From specification to built board
Highleap Electronics runs both leaded and RoHS-compliant lead-free assembly lines and will confirm the right alloy, reflow profile, and documentation for your board and target market before production begins — flagging any compliance or thermal concern during a free DFM review.
Frequently asked questions
Is 63/37 or 60/40 solder better?
For most electronics work, 63/37 — its eutectic behavior gives a clean, instant freeze that resists cold joints, which matters especially for fine-pitch and professional soldering. 60/40 is cheaper and perfectly fine for general hobby and through-hole work.
Do 60/40 and 63/37 melt at the same temperature?

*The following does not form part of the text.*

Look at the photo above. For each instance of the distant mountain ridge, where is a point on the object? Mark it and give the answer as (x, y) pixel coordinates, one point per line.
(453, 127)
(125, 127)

They begin melting at the same point, 183 °C. 63/37 is fully liquid there; 60/40 is not fully liquid until about 190 °C, giving it a plastic range that 63/37 lacks.
What is a eutectic solder?
One whose composition melts and freezes at a single sharp temperature, like a pure metal. 63/37 is the eutectic tin-lead alloy; 60/40 sits just off the eutectic point and is not.
Can I use these solders in products sold in Europe?
No. Both contain lead and fail RoHS. Use a lead-free alloy such as SAC305 for compliant commercial products sold into the EU and similar markets.
Why does my 60/40 joint look dull and grainy?
Likely a disturbed joint — the part moved while the solder was still in its plastic range. Reheat with flux until it flows into a shiny, smooth cone, then hold it perfectly still while it cools.
Is one alloy stronger than the other?
63/37 is marginally stronger and more consistent, but for most joints the difference is small. Consistency, not raw strength, is the real reason professionals prefer it.
Can I mix 60/40 and 63/37?
You can, and the result is a near-eutectic blend, but there is little reason to do so deliberately. Avoid mixing leaded solder with lead-free, however — that combination melts unpredictably and can weaken joints.